Esther Esteban

Madrid, el tráfico, la boina o la vida

Madrid, el tráfico, la boina o la vida
Esther Esteban. PD

Los agentes del Servicio de Estacionamiento Regulado (SER) de Madrid emitieron el pasado 13 de noviembre un total de 2.517 multas mientras estuvo activa la prohibición de aparcar en el centro de Madrid por la alta contaminación. El asunto creó tanta polémica que al final se optó por no enviar las multas a los afectados dada la improvisación de la medida y la falta de información de la misma por la que a la alcaldesa le cayó la del pulpo.

Pero la contaminación sigue y esta misma semana se ha tenido que activar de nuevo uno de los protocolos para cuando «la boina gris» sobre el techo de Madrid registra índices preocupantes, reduciéndose la velocidad máxima a la que se puede circular por la M-30 de 90 a 70 km/h, y si la cosa va a peores, prohibiendo el aparcamiento en los siete distritos centrales de la ciudad.

Este asunto ha coincidido en el tiempo con la Cumbre sobre el cambio climático celebrada en París donde el presidente Obama, ante los 140 mandatarios reunidos en la capital francesa, apostó por alcanzar un acuerdo para hacer frente a los desastres del cambio climático.

«Podemos cambiar el futuro aquí y ahora» dijo Obama. El objetivo común sería evitar un calentamiento por encima del punto crítico de los 2°C y como advirtió el príncipe Carlos, invitado especial a la cumbre, «dañando el clima nos hemos convertido en arquitectos de nuestra destrucción».

Todo eso es cierto pero también lo es que da la sensación que este tipo de cumbres sólo sirven para lavar la cara, momentáneamente, a un problema en el que todos deberíamos implicarnos más. Está claro que el cambio climático es el mayor reto medioambiental al que se van enfrentar las próximas generaciones y sabemos las soluciones para evitar el calentamiento global, aunque parece que nos empeñamos en dejar a nuestros hijos un planeta inviable.

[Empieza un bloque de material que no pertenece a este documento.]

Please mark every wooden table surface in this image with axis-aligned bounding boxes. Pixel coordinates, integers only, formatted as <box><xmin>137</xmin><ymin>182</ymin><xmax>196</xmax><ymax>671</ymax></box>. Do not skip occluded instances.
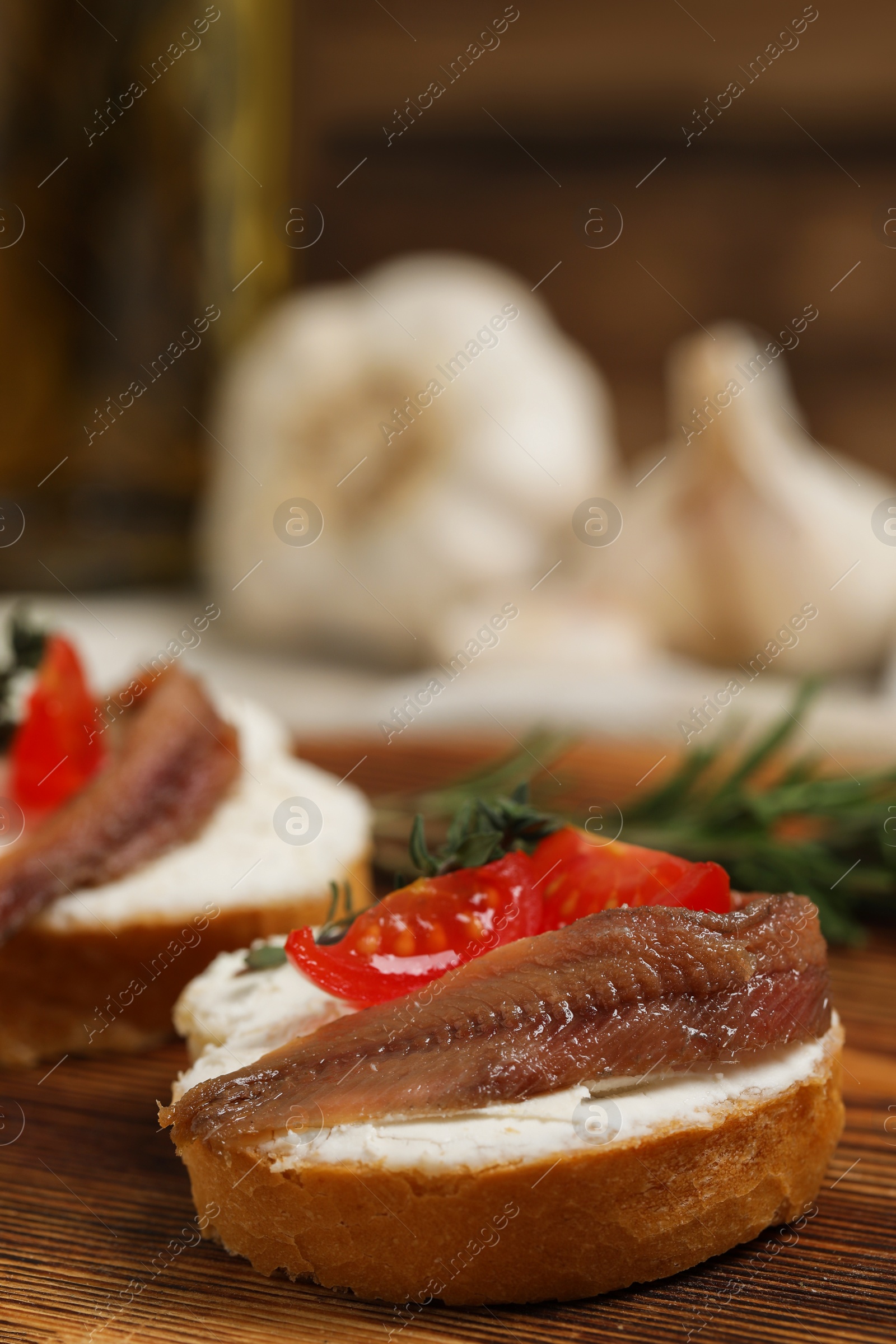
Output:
<box><xmin>0</xmin><ymin>742</ymin><xmax>896</xmax><ymax>1344</ymax></box>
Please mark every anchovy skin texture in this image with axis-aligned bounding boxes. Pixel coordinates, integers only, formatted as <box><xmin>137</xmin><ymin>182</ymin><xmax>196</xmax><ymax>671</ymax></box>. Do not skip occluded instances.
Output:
<box><xmin>0</xmin><ymin>668</ymin><xmax>239</xmax><ymax>942</ymax></box>
<box><xmin>165</xmin><ymin>895</ymin><xmax>830</xmax><ymax>1150</ymax></box>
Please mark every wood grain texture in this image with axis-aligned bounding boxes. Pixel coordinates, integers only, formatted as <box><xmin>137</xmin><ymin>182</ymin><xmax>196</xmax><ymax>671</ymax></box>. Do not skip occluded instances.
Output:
<box><xmin>0</xmin><ymin>740</ymin><xmax>896</xmax><ymax>1344</ymax></box>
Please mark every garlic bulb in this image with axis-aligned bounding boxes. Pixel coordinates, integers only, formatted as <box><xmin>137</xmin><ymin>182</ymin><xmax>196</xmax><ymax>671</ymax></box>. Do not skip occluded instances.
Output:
<box><xmin>203</xmin><ymin>254</ymin><xmax>613</xmax><ymax>666</ymax></box>
<box><xmin>619</xmin><ymin>321</ymin><xmax>896</xmax><ymax>675</ymax></box>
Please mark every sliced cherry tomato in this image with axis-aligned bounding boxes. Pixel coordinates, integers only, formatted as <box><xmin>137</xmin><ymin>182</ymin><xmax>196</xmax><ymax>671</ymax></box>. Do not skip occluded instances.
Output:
<box><xmin>532</xmin><ymin>827</ymin><xmax>731</xmax><ymax>928</ymax></box>
<box><xmin>10</xmin><ymin>634</ymin><xmax>105</xmax><ymax>810</ymax></box>
<box><xmin>286</xmin><ymin>853</ymin><xmax>542</xmax><ymax>1004</ymax></box>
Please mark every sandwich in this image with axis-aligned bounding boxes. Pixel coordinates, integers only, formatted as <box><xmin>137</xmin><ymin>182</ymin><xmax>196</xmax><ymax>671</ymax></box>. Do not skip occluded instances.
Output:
<box><xmin>0</xmin><ymin>620</ymin><xmax>370</xmax><ymax>1067</ymax></box>
<box><xmin>161</xmin><ymin>805</ymin><xmax>842</xmax><ymax>1320</ymax></box>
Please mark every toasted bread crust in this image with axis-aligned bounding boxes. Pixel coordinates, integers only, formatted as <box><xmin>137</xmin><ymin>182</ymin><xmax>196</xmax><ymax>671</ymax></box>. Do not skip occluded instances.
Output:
<box><xmin>170</xmin><ymin>1031</ymin><xmax>843</xmax><ymax>1295</ymax></box>
<box><xmin>0</xmin><ymin>856</ymin><xmax>371</xmax><ymax>1068</ymax></box>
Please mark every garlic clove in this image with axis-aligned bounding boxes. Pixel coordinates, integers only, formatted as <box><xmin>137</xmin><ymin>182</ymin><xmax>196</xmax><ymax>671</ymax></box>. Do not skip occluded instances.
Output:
<box><xmin>202</xmin><ymin>254</ymin><xmax>615</xmax><ymax>666</ymax></box>
<box><xmin>620</xmin><ymin>323</ymin><xmax>896</xmax><ymax>675</ymax></box>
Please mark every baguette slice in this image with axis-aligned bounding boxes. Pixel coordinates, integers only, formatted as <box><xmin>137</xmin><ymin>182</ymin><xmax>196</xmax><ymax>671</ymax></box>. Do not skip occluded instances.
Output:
<box><xmin>167</xmin><ymin>940</ymin><xmax>843</xmax><ymax>1301</ymax></box>
<box><xmin>0</xmin><ymin>698</ymin><xmax>371</xmax><ymax>1068</ymax></box>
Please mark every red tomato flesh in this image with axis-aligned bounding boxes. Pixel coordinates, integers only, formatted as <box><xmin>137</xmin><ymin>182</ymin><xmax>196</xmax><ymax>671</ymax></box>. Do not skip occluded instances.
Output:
<box><xmin>286</xmin><ymin>853</ymin><xmax>542</xmax><ymax>1005</ymax></box>
<box><xmin>532</xmin><ymin>827</ymin><xmax>731</xmax><ymax>930</ymax></box>
<box><xmin>10</xmin><ymin>634</ymin><xmax>105</xmax><ymax>812</ymax></box>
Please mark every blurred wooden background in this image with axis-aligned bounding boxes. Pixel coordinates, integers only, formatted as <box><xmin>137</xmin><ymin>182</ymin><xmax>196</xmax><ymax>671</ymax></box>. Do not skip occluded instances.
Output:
<box><xmin>0</xmin><ymin>0</ymin><xmax>896</xmax><ymax>587</ymax></box>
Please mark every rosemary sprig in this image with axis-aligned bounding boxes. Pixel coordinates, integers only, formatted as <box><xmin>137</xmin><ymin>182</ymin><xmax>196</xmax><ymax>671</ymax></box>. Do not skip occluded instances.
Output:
<box><xmin>375</xmin><ymin>729</ymin><xmax>576</xmax><ymax>887</ymax></box>
<box><xmin>0</xmin><ymin>606</ymin><xmax>46</xmax><ymax>753</ymax></box>
<box><xmin>622</xmin><ymin>683</ymin><xmax>896</xmax><ymax>944</ymax></box>
<box><xmin>377</xmin><ymin>682</ymin><xmax>896</xmax><ymax>944</ymax></box>
<box><xmin>408</xmin><ymin>781</ymin><xmax>566</xmax><ymax>876</ymax></box>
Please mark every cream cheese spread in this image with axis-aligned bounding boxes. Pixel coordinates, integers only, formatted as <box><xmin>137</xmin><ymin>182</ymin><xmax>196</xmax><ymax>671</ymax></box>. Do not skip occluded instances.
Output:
<box><xmin>173</xmin><ymin>937</ymin><xmax>842</xmax><ymax>1173</ymax></box>
<box><xmin>35</xmin><ymin>696</ymin><xmax>371</xmax><ymax>933</ymax></box>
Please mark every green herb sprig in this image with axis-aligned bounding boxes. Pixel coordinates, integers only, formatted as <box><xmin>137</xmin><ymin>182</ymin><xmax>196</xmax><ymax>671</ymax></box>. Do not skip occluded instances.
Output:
<box><xmin>620</xmin><ymin>682</ymin><xmax>896</xmax><ymax>944</ymax></box>
<box><xmin>0</xmin><ymin>608</ymin><xmax>47</xmax><ymax>753</ymax></box>
<box><xmin>408</xmin><ymin>780</ymin><xmax>566</xmax><ymax>878</ymax></box>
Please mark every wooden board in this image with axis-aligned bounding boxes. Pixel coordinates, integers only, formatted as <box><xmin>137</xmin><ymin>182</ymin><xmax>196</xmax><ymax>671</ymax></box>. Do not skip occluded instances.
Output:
<box><xmin>0</xmin><ymin>740</ymin><xmax>896</xmax><ymax>1344</ymax></box>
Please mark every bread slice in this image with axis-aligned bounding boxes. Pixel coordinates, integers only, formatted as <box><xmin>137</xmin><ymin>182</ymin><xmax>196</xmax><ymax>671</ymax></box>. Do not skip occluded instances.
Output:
<box><xmin>167</xmin><ymin>954</ymin><xmax>843</xmax><ymax>1301</ymax></box>
<box><xmin>0</xmin><ymin>698</ymin><xmax>372</xmax><ymax>1067</ymax></box>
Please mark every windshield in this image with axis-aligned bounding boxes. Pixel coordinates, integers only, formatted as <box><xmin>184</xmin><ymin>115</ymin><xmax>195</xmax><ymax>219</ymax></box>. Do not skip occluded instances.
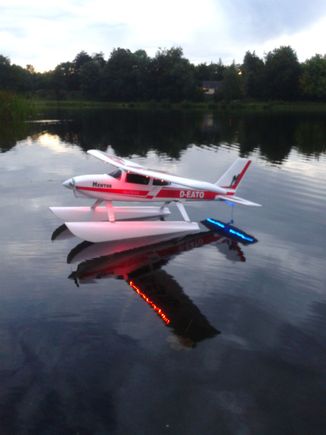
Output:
<box><xmin>109</xmin><ymin>169</ymin><xmax>122</xmax><ymax>180</ymax></box>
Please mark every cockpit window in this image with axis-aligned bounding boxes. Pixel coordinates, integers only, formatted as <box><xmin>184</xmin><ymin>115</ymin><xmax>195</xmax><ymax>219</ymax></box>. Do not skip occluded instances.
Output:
<box><xmin>109</xmin><ymin>169</ymin><xmax>122</xmax><ymax>180</ymax></box>
<box><xmin>153</xmin><ymin>178</ymin><xmax>171</xmax><ymax>186</ymax></box>
<box><xmin>126</xmin><ymin>172</ymin><xmax>149</xmax><ymax>184</ymax></box>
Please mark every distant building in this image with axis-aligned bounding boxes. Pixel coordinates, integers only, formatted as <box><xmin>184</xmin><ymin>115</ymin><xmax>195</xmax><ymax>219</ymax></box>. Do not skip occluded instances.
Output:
<box><xmin>202</xmin><ymin>80</ymin><xmax>222</xmax><ymax>95</ymax></box>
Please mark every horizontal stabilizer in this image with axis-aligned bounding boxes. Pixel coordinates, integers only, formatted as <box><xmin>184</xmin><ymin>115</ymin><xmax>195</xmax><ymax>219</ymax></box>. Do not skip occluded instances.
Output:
<box><xmin>218</xmin><ymin>195</ymin><xmax>261</xmax><ymax>207</ymax></box>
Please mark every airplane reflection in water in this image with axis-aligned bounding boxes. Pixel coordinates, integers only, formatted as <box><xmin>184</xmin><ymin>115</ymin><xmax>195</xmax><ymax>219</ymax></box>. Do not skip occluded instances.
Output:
<box><xmin>55</xmin><ymin>227</ymin><xmax>258</xmax><ymax>347</ymax></box>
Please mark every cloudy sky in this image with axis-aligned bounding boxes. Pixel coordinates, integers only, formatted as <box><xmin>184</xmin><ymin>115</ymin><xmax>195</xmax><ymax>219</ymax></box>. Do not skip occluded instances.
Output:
<box><xmin>0</xmin><ymin>0</ymin><xmax>326</xmax><ymax>71</ymax></box>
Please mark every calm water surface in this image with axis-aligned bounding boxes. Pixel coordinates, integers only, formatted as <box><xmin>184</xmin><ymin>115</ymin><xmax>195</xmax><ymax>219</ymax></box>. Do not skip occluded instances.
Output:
<box><xmin>0</xmin><ymin>111</ymin><xmax>326</xmax><ymax>435</ymax></box>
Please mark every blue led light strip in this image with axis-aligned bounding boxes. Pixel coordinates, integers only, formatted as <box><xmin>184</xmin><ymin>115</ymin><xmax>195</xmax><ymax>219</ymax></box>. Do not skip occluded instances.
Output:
<box><xmin>207</xmin><ymin>218</ymin><xmax>225</xmax><ymax>228</ymax></box>
<box><xmin>229</xmin><ymin>228</ymin><xmax>254</xmax><ymax>242</ymax></box>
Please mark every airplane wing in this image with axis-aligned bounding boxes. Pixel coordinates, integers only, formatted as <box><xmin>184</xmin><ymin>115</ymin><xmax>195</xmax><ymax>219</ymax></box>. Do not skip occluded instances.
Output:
<box><xmin>218</xmin><ymin>195</ymin><xmax>261</xmax><ymax>207</ymax></box>
<box><xmin>87</xmin><ymin>150</ymin><xmax>227</xmax><ymax>194</ymax></box>
<box><xmin>87</xmin><ymin>150</ymin><xmax>143</xmax><ymax>171</ymax></box>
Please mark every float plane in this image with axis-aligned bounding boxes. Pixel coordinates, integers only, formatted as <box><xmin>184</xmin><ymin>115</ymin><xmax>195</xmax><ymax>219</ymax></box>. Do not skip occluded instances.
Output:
<box><xmin>50</xmin><ymin>150</ymin><xmax>260</xmax><ymax>242</ymax></box>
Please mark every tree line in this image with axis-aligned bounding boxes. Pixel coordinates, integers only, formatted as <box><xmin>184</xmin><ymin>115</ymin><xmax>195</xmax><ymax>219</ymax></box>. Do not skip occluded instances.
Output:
<box><xmin>0</xmin><ymin>46</ymin><xmax>326</xmax><ymax>102</ymax></box>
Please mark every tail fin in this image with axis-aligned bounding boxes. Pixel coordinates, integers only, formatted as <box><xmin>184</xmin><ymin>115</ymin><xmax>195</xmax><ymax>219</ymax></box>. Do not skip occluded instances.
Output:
<box><xmin>215</xmin><ymin>158</ymin><xmax>251</xmax><ymax>191</ymax></box>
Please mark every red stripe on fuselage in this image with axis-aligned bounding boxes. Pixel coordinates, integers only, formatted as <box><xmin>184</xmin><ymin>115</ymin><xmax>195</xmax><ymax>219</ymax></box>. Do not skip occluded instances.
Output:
<box><xmin>76</xmin><ymin>186</ymin><xmax>229</xmax><ymax>201</ymax></box>
<box><xmin>76</xmin><ymin>186</ymin><xmax>148</xmax><ymax>196</ymax></box>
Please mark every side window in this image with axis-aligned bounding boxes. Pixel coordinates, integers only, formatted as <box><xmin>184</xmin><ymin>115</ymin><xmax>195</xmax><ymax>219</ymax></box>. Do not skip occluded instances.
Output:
<box><xmin>153</xmin><ymin>178</ymin><xmax>170</xmax><ymax>186</ymax></box>
<box><xmin>109</xmin><ymin>169</ymin><xmax>122</xmax><ymax>180</ymax></box>
<box><xmin>126</xmin><ymin>172</ymin><xmax>149</xmax><ymax>184</ymax></box>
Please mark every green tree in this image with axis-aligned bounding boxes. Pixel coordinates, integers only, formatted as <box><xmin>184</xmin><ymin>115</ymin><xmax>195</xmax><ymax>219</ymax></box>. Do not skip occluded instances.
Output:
<box><xmin>241</xmin><ymin>51</ymin><xmax>265</xmax><ymax>99</ymax></box>
<box><xmin>150</xmin><ymin>47</ymin><xmax>196</xmax><ymax>101</ymax></box>
<box><xmin>264</xmin><ymin>47</ymin><xmax>300</xmax><ymax>100</ymax></box>
<box><xmin>222</xmin><ymin>62</ymin><xmax>243</xmax><ymax>101</ymax></box>
<box><xmin>300</xmin><ymin>54</ymin><xmax>326</xmax><ymax>100</ymax></box>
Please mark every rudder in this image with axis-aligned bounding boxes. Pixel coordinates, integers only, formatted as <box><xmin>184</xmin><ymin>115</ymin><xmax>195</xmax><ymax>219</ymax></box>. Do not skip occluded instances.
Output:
<box><xmin>215</xmin><ymin>158</ymin><xmax>251</xmax><ymax>191</ymax></box>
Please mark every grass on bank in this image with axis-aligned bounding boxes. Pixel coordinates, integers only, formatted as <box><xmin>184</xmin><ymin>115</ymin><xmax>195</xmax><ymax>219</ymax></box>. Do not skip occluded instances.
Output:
<box><xmin>0</xmin><ymin>91</ymin><xmax>34</xmax><ymax>122</ymax></box>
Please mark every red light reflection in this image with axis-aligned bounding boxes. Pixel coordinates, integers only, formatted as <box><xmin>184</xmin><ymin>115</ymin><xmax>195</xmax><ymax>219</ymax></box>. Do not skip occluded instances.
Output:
<box><xmin>128</xmin><ymin>281</ymin><xmax>171</xmax><ymax>325</ymax></box>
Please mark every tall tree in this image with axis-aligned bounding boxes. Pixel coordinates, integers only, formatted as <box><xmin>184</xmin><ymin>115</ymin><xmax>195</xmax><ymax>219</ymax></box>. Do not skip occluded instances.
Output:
<box><xmin>241</xmin><ymin>51</ymin><xmax>264</xmax><ymax>99</ymax></box>
<box><xmin>264</xmin><ymin>47</ymin><xmax>300</xmax><ymax>100</ymax></box>
<box><xmin>150</xmin><ymin>47</ymin><xmax>196</xmax><ymax>101</ymax></box>
<box><xmin>222</xmin><ymin>62</ymin><xmax>243</xmax><ymax>101</ymax></box>
<box><xmin>300</xmin><ymin>54</ymin><xmax>326</xmax><ymax>100</ymax></box>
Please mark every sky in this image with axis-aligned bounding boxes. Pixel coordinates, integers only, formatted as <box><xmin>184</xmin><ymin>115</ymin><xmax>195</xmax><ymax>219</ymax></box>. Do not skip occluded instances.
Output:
<box><xmin>0</xmin><ymin>0</ymin><xmax>326</xmax><ymax>71</ymax></box>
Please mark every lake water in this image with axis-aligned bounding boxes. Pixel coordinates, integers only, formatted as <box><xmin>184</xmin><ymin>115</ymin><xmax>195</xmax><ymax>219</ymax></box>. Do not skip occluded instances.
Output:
<box><xmin>0</xmin><ymin>111</ymin><xmax>326</xmax><ymax>435</ymax></box>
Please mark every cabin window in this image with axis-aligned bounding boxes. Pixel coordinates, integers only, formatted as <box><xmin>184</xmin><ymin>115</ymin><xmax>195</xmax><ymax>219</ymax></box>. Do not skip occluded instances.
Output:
<box><xmin>109</xmin><ymin>169</ymin><xmax>122</xmax><ymax>180</ymax></box>
<box><xmin>126</xmin><ymin>172</ymin><xmax>149</xmax><ymax>184</ymax></box>
<box><xmin>153</xmin><ymin>178</ymin><xmax>170</xmax><ymax>186</ymax></box>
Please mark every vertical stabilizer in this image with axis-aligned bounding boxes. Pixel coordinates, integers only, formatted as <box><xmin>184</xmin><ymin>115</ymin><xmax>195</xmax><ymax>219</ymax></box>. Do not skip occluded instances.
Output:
<box><xmin>215</xmin><ymin>158</ymin><xmax>251</xmax><ymax>190</ymax></box>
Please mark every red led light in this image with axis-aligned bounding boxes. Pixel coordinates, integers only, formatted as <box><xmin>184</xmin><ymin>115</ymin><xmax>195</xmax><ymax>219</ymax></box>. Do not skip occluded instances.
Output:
<box><xmin>128</xmin><ymin>281</ymin><xmax>171</xmax><ymax>325</ymax></box>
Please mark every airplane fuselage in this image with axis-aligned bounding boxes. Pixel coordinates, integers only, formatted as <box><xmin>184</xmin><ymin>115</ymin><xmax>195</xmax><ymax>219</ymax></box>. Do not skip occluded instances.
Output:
<box><xmin>63</xmin><ymin>170</ymin><xmax>223</xmax><ymax>202</ymax></box>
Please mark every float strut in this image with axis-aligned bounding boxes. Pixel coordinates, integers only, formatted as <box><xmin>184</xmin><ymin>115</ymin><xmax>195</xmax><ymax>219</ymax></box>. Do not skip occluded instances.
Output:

«Para evitar una catástrofe las temperaturas no deben subir más de dos grados, lo que va a requerir una drástica reducción de las emisiones de CO2. Se puede hacer. Tenemos el conocimiento, las herramientas y el dinero: tan sólo el 1,7% del consumo global bastaría para ponerlas en el camino de una colonia baja en carbono en el 2030. Sólo nos falta la voluntad» dijo el príncipe Carlos y tiene razón. El tema es que cuando se apaguen los ecos de la conferencia y deje de ser noticia en los periódicos, nuevamente nos olvidaremos del asunto hasta la próxima y se dejará a los países más vulnerables a la deriva, en un ejercicio de cinismo sin parangón.

En España, el presidente del gobierno aprovechando su paso por la cumbre ha anunciado una ley de cambio climático para la próxima legislatura, si gana las elecciones, que servirá para racionalizar ordenar y armonizar todas las decisiones relacionadas con el clima, y no descartó la posibilidad de imponer nuevos impuestos ambientales. Rajoy no precisó cuál será el objetivo último de la futura ley -que llega tarde respecto a otros países-, pero sí reiteró su compromiso de una reducción del 40% de las emisiones de gases de efecto invernadero y para el año 2030. Dice el presidente que la futura ley servirá para asegurar el triple objetivo de la lucha contra el cambio climático, el crecimiento económico y la creación de empleo. Ojalá sea así, pero ¡claro¡ estamos en elecciones y ya se sabe que las promesas… se las lleva el viento. Tal vez la buena noticia es que da la sensación de que !por fin! China parece que empieza a mover ficha y eso es un motivo de esperanza. Hay que elegir «o la boina o la vida».